Depending on whose story you believe, he was charged with illegally bringing bacteria into the United States, was intimidated by the FBI, and so on. I don’t know. I do know that he has a long record as a responsible researcher working on plague. A terrorist he isn’t. Yet the FBI is getting ready to ruin his life.

Federal regulations are now so tight, and contradictory with regard to the handling of pathogens, that accidents or failures to document can be jail-time offenses. Researchers are afraid that any slip could make them felons. (The Washington Times first noted these concerns in a June 9, 2003, special report on bioterror.)

Several major researchers asked by New Scientist about the new regulations refused to talk. Others refused to go on the record. These are lifelong serious researchers who are afraid to have their names used. They are afraid of the FBI. In America. Is something wrong with this picture?

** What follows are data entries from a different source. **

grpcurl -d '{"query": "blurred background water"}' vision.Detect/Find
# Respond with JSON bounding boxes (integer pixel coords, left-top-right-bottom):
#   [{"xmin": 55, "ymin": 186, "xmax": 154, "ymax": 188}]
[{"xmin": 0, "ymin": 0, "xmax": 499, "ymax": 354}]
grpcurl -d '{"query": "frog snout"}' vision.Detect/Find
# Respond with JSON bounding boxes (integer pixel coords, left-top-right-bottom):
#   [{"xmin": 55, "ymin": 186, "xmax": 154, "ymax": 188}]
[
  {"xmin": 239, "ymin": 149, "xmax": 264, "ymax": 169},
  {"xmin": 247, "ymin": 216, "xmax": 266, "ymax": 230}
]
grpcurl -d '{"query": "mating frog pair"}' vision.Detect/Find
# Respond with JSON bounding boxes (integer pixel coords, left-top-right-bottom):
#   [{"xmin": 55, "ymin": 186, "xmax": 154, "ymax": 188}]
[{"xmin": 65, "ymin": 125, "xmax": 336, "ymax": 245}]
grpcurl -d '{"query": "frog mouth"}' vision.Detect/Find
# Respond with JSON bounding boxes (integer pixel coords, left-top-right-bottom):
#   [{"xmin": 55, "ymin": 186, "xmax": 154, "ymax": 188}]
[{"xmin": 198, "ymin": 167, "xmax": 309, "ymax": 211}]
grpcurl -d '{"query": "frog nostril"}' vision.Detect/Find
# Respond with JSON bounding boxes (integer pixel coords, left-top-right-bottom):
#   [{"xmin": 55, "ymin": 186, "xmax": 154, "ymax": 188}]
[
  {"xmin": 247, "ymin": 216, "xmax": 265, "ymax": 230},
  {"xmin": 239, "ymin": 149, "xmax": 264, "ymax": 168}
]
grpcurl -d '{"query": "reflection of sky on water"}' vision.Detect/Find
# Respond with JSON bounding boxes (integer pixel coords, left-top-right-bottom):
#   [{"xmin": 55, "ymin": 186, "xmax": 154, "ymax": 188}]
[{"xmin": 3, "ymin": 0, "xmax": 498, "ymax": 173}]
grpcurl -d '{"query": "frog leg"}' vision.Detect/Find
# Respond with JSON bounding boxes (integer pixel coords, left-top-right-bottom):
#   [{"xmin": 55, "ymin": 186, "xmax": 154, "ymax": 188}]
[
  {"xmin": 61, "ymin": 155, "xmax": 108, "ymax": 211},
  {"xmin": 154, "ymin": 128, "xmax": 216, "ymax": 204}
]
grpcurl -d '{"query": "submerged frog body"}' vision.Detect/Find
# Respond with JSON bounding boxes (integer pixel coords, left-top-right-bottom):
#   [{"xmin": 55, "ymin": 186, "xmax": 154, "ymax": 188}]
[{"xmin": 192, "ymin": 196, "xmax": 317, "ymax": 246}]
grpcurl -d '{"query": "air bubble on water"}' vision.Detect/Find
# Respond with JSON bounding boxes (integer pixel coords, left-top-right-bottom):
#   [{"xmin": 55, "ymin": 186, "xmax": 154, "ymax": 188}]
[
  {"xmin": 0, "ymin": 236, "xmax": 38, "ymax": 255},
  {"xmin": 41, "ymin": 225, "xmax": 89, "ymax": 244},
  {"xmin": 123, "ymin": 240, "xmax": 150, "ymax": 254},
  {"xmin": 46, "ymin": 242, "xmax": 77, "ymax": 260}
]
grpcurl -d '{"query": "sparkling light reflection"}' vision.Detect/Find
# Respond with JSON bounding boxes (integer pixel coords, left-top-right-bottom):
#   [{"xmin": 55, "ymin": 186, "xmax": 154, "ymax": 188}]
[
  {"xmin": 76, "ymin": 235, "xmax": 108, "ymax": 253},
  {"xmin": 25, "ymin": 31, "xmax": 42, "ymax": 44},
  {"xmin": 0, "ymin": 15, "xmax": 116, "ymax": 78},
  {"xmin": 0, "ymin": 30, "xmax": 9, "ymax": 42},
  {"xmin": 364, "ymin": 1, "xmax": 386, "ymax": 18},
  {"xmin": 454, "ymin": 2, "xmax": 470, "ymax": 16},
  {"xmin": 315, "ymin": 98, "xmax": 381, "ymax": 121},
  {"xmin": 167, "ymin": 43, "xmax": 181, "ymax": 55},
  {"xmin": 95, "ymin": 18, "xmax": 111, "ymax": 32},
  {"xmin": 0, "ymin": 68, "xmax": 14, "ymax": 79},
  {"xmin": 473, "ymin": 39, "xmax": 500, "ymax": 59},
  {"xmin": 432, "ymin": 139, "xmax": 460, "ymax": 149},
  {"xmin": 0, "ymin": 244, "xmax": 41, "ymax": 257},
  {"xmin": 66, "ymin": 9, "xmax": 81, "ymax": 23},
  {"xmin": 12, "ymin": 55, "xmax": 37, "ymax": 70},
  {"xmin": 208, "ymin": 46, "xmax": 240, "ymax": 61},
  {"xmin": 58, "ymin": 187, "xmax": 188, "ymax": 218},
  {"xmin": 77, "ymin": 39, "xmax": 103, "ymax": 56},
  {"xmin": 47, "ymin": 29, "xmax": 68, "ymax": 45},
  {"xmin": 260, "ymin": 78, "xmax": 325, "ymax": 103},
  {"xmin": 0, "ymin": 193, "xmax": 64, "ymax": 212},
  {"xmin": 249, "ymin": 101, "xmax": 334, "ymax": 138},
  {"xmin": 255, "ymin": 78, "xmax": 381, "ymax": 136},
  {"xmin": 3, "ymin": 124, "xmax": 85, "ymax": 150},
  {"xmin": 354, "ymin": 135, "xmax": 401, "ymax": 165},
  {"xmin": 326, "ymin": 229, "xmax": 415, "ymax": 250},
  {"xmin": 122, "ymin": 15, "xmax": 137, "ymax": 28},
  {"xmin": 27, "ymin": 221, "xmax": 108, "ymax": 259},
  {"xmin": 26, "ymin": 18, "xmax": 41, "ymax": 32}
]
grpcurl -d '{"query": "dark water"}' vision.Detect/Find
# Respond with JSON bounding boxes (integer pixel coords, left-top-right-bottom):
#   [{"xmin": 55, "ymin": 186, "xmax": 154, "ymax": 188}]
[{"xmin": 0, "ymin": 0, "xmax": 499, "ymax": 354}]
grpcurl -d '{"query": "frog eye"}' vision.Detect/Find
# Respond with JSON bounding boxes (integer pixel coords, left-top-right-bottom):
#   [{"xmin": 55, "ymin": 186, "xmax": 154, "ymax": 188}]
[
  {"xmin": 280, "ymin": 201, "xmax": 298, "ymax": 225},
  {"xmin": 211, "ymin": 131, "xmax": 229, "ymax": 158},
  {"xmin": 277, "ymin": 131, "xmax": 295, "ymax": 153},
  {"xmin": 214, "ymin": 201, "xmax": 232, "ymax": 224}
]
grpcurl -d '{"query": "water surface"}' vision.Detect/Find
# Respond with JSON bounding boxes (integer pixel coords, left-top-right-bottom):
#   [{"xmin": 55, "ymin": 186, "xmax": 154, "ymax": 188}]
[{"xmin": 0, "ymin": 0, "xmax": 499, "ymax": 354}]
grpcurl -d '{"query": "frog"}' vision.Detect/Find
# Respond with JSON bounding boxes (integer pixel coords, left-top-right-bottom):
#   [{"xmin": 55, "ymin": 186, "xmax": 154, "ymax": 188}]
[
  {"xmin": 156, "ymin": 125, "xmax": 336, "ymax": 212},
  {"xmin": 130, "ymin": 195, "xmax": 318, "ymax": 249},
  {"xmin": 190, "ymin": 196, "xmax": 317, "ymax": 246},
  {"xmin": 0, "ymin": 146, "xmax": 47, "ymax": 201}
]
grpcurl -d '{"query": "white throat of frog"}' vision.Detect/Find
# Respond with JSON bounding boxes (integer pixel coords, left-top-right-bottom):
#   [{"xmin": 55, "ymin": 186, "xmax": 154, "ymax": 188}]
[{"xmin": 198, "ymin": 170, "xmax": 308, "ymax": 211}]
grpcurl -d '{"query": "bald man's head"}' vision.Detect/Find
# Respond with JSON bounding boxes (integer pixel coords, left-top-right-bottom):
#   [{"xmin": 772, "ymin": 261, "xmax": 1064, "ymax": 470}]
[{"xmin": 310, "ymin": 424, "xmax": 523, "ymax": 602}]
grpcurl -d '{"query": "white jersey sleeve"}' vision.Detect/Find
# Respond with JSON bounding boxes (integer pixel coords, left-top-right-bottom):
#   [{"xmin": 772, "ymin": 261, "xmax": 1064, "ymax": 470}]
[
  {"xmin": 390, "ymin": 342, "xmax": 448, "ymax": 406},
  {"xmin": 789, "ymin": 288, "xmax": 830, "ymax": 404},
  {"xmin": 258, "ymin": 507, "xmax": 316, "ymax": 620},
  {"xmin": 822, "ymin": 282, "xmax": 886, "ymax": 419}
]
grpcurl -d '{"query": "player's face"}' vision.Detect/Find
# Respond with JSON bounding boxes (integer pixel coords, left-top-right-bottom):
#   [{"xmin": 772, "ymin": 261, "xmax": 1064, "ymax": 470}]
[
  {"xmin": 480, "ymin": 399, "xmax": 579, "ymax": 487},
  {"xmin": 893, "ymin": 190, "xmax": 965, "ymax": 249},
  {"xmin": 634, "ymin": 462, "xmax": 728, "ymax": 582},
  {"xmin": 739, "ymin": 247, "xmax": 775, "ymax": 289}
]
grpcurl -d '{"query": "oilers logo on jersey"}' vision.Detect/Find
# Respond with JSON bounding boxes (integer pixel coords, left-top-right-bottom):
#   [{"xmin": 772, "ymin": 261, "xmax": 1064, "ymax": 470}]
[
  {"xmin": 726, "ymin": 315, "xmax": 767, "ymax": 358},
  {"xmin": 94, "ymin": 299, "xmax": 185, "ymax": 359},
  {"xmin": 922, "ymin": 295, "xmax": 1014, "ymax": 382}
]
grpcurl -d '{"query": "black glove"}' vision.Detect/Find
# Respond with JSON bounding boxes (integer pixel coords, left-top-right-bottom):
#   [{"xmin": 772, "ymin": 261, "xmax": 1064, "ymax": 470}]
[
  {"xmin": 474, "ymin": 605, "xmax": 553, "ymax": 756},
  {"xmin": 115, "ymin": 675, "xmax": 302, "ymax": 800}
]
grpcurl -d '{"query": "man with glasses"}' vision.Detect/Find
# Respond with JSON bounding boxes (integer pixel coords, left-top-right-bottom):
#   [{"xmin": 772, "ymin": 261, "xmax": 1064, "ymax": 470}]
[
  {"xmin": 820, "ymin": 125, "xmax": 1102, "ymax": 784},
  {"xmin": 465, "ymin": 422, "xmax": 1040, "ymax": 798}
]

The researchers involved do not oppose security, but think that the current regulations do more harm than good.

I talked to three bioresearch folks, who did not want their names used. They differed in suggested approaches to security in laboratories. They all agreed that the case of Steven J. Hatfill has made disease researchers wary of the government.

Mr. Hatfill is the former Ebola researcher for the U.S. Army who has been persecuted for years now in connection with the mailings of anthrax. The government has brought no charges, produced no evidence, yet caused him to lose jobs, intimidated his girlfriend, and generally ruined his life.

The Hatfill case has been widely covered in the press. The chilling effect on researchers in pathogens hasn’t. They look at Mr. Butler and Mr. Hatfill, and think, “Let somebody else do this research. It isn’t worth the risk.”

Says the magazine, “Irreplaceable collections of microbes essential for managing and tracing outbreaks, bioterrorist or natural, are being destroyed simply because labs cannot comply with the new rules.”

Rules made by anonymous, unaccountable bureaucrats, who are unfamiliar with research, often produce undesirable results. Vague and complex rules make it easy to transgress unwittingly. Said one researcher, “Every single lab involved in select agents has violated the regulations somehow. The FBI can come in and find you out of compliance whenever it chooses.”

New Scientist also discovered that “labs in one state are no longer reporting routine incidents of animals poisoned with ricin, a deadly toxin found in castor beans, for fear of federal investigation.” Ricin could be used in terrorism. For fear of federal prosecution, some labs are quietly not doing what they are paid to do.